Iran Times

Israel to free Qatsav after 5 years

December 23, 2016

RELEASE NOW PLANNED — Former Israeli President Moshe Qatsav (left)  is seen with his wife before he was sent to prison for rape.
RELEASE NOW PLANNED — Former Israeli President Moshe Qatsav (left) is seen with his wife before he was sent to prison for rape.

An Israeli parole board voted Sunday to release former President Moshe Qatsav now that he has served five years of a seven-year sentence for rape and other sexual offences, his lawyer announced.

Israeli media said Qatsav’s release would be frozen for seven days for prosecutors to decide whether to appeal the decision. Commentators said the chances of an appeal against the decision were minimal, however.

Qatsav’s lawyer, Tzion Amir, said the 70-year-old Iranian-born Qatsav burst into tears on hearing the ruling.

Qatsav began his sentence in December 2011 and had already been rejected twice by the parole board since he became eligible for the customary one-third reduction for good behavior behind bars.

His previous applications for release were turned down because he had expressed no remorse.

Women’s rights groups had especially criticized his refusal to acknowledge the facts that led to his conviction and to express regrets.

Israeli media reported, however, that the parole board found Qatsav had recently “undergone a change.”

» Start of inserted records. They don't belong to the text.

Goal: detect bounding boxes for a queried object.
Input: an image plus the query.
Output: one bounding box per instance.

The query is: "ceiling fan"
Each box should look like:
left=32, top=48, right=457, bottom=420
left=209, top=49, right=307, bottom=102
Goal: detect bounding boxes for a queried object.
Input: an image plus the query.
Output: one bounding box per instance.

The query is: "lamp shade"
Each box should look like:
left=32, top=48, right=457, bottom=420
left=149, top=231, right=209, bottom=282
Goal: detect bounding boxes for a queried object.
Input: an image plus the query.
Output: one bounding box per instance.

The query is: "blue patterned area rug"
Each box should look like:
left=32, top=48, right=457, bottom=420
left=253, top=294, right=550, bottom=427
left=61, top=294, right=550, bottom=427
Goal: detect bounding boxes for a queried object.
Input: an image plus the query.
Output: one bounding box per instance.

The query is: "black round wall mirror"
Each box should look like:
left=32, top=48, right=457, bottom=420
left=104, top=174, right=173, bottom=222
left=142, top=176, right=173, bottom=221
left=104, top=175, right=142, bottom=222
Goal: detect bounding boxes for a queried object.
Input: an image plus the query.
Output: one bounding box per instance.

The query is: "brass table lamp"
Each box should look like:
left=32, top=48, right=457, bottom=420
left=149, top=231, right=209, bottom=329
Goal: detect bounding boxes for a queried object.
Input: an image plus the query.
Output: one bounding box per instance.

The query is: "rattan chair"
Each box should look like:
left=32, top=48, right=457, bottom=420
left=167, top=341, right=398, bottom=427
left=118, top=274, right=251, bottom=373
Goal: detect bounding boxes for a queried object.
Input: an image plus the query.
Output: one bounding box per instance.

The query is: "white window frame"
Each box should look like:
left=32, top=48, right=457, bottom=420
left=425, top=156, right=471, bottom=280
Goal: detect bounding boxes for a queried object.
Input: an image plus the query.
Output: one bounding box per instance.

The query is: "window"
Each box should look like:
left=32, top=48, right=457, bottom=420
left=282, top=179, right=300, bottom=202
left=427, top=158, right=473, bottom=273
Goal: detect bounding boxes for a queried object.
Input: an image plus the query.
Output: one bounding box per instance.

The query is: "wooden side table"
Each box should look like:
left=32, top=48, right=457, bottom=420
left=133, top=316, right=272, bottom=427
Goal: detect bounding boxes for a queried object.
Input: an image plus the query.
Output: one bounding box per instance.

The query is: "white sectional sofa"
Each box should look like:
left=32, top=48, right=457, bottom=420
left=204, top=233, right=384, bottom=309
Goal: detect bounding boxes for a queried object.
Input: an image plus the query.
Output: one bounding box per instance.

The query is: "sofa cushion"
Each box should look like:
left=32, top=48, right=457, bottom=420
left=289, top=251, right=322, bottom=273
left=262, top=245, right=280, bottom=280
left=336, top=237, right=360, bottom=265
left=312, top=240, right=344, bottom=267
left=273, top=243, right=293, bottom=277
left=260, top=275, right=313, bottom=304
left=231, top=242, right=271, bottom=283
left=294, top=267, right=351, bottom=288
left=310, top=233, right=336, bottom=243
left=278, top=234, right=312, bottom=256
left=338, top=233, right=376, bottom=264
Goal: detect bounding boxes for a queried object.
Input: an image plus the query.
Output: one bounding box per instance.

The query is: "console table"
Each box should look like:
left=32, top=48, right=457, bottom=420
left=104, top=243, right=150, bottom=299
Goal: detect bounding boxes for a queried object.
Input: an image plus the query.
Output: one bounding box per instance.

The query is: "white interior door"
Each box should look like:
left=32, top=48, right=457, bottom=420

“The prisoner was asked many questions by the committee members regarding the circumstances of the offence, the victims’ positions, his attitude to the victims and his understanding of his acts and their consequences, and the committee members were impressed by the honesty of his intentions,” Haaretz daily reported the parole board as saying.

Once released, Qatsav will face restrictions on his movements, including a ban on overseas travel and a requirement to be at home between 10 p.m. and 6 a.m.

Judicial sources said he would also not be allowed to grant an interview for two years, the remainder of his original sentence.

The decision to free him was criticized by a group of opposition lawmakers including the leader of the leftwing Meretz party, Zehava Galon. “This is a dangerous message that you can attack women and get away with it with the least punishment, provided you are well-connected,” they said in a statement.

Qatsav had maintained his innocence despite being convicted in December 2010 on two counts of rape of staff aides, sexual harassment, indecent acts and obstruction of justice.

A member of the rightwing Likud party, a former cabinet minister, and for long the highest ranking Iranian-born official in Israel, he became Israel’s first conservative president in 2000 and the first born in an Islamic country.

One of eight children, Qatsav was born in Yazd in December 1945 and arrived in Israel with his parents as a six-year-old in 1951, three years after Israel became a state. He grew up in a poor immigrant settlement, which elected him mayor in his 20s to start his political career.

After the charges were brought against him, he defied enormous public pressure to quit before ultimately resigning as part of a plea bargain in 2007.

He was replaced as head of state by Nobel peace laureate and elder statesman Shimon Peres, the man he beat for the largely ceremonial post in 2000.